Die „City funktional und gestalterisch zu stärken“ wird im Masterplan Innere Stadt als Handlungsfeld im Zusammenhang mit dem Viktoriakarree benannt. Weiteres Handlungsfeld ist die „Öffnung der Inneren Stadt zum Rhein“, das die Verbindungen vom Marktplatz aus über die Rathausgasse und Stockenstraße umfasst. Der durch die Rathausgasse verlaufende Cityring wird aber als neuralgischer Punkt für die attraktive und leitungsstarke Weiterentwicklung der Innenstadt gesehen. Eine Herausnahme des motorisierten Individualverkehrs wird daher als hilfreich angesehen. Dadurch könnte auch das Viktoriakarree an die Fußgängerzone besser angebunden werden.
Das Viktoriabadareal mit Umfeld und die Verbindungen zum Rhein sind Teil des Leitmotivs „Urbanes C“, die Aufweitung der Bonner City ist Teil der Idee des so genannten „Citybogens“.
Die bauliche Entwicklung des Viktoriabadareals sollte die historischen Raumkanten aufnehmen und sich an der Höhe der Trauf- und Firstkanten in der Umgebung orientieren.
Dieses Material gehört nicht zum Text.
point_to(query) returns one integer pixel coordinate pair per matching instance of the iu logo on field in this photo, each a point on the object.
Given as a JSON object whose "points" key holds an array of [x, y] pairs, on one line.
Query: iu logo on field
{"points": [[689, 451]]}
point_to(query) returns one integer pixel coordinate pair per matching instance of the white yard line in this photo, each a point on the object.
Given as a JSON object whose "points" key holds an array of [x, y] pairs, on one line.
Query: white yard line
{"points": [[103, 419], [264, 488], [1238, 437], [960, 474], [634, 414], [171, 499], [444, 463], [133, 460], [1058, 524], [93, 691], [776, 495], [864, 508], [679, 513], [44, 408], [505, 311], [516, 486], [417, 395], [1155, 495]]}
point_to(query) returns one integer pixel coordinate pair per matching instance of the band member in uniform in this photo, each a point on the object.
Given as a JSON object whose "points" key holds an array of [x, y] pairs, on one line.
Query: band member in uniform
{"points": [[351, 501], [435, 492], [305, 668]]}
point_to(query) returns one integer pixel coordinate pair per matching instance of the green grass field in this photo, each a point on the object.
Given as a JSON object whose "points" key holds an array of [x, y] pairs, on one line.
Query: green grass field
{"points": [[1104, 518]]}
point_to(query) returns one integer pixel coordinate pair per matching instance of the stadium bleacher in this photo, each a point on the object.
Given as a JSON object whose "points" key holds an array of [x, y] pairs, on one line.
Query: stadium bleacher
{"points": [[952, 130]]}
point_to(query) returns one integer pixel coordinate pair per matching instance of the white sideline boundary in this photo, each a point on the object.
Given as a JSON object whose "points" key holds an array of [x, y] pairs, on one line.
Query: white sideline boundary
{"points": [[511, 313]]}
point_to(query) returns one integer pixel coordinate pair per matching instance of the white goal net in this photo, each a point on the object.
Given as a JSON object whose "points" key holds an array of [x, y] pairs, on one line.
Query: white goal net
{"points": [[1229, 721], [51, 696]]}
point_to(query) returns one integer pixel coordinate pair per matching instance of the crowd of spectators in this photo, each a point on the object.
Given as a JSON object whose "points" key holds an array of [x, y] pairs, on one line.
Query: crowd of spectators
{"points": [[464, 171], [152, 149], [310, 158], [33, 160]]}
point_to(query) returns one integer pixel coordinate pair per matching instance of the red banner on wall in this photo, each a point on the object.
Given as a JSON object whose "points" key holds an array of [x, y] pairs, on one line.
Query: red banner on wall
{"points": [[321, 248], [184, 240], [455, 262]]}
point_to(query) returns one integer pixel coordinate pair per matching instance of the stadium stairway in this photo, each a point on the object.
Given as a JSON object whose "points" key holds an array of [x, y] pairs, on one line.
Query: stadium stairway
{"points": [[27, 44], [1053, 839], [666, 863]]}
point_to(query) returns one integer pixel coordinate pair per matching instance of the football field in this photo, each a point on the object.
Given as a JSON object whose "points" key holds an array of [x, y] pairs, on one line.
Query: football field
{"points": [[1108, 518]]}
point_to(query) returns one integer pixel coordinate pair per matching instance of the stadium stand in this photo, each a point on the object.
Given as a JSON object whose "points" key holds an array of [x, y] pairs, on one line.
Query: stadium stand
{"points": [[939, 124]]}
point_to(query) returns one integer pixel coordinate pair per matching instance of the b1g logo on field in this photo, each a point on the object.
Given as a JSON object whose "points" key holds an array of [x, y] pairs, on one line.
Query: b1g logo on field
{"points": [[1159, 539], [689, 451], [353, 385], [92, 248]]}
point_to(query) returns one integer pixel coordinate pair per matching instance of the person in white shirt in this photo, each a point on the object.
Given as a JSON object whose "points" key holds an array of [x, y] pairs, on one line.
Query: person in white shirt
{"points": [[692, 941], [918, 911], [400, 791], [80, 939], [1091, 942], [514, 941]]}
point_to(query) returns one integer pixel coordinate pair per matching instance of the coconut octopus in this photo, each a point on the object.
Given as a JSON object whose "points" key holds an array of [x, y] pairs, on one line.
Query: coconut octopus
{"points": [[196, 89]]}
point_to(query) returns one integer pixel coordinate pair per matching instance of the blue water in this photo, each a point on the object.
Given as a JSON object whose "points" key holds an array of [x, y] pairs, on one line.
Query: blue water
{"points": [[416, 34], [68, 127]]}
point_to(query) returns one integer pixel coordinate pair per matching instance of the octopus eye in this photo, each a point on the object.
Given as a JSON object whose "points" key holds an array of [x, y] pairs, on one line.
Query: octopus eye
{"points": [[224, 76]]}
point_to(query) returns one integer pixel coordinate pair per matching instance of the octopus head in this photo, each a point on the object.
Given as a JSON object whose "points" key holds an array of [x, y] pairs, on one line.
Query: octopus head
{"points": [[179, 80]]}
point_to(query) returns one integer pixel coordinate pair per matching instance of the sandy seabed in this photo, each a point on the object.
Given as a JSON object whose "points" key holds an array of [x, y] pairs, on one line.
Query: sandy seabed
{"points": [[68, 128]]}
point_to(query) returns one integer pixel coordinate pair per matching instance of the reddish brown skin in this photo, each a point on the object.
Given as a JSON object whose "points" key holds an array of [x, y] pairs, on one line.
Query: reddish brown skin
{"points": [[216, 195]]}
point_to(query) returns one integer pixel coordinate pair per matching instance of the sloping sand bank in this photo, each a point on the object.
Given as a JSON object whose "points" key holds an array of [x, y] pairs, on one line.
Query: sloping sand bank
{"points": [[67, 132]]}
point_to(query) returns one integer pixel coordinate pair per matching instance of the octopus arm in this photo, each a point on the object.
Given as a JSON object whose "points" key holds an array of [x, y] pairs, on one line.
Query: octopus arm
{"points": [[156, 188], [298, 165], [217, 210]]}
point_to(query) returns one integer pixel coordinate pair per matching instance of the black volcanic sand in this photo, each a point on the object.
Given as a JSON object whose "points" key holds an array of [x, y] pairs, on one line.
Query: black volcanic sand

Das Areal ist Teil des urbanen Umfelds und sollte mit seinen Ein- und Zugängen auf die Nachbarschaft reagieren. Attraktive Zugänge zum Rhein und die Erweiterung der Fußgängerbereiche in die Rathausgasse, Stockenstraße und Franziskanerstraße sollten angelegt werden.
Verkehr
Aus dem „Masterplan Innere Stadt“ ist die verkehrliche Umorganisation des City-Rings zu einem „City-Bogen“ abgeleitet. Es wurden Untersuchungen zur Umsetzung des Citybogens beauftragt. Die Umsetzung des Citybogens und die bessere Anbindung des südöstlichen Teils der Bonner Innenstadt an die Fußgängerzone und die damit verbundene Cityerweiterung sind von verschiedenen Faktoren abhängig.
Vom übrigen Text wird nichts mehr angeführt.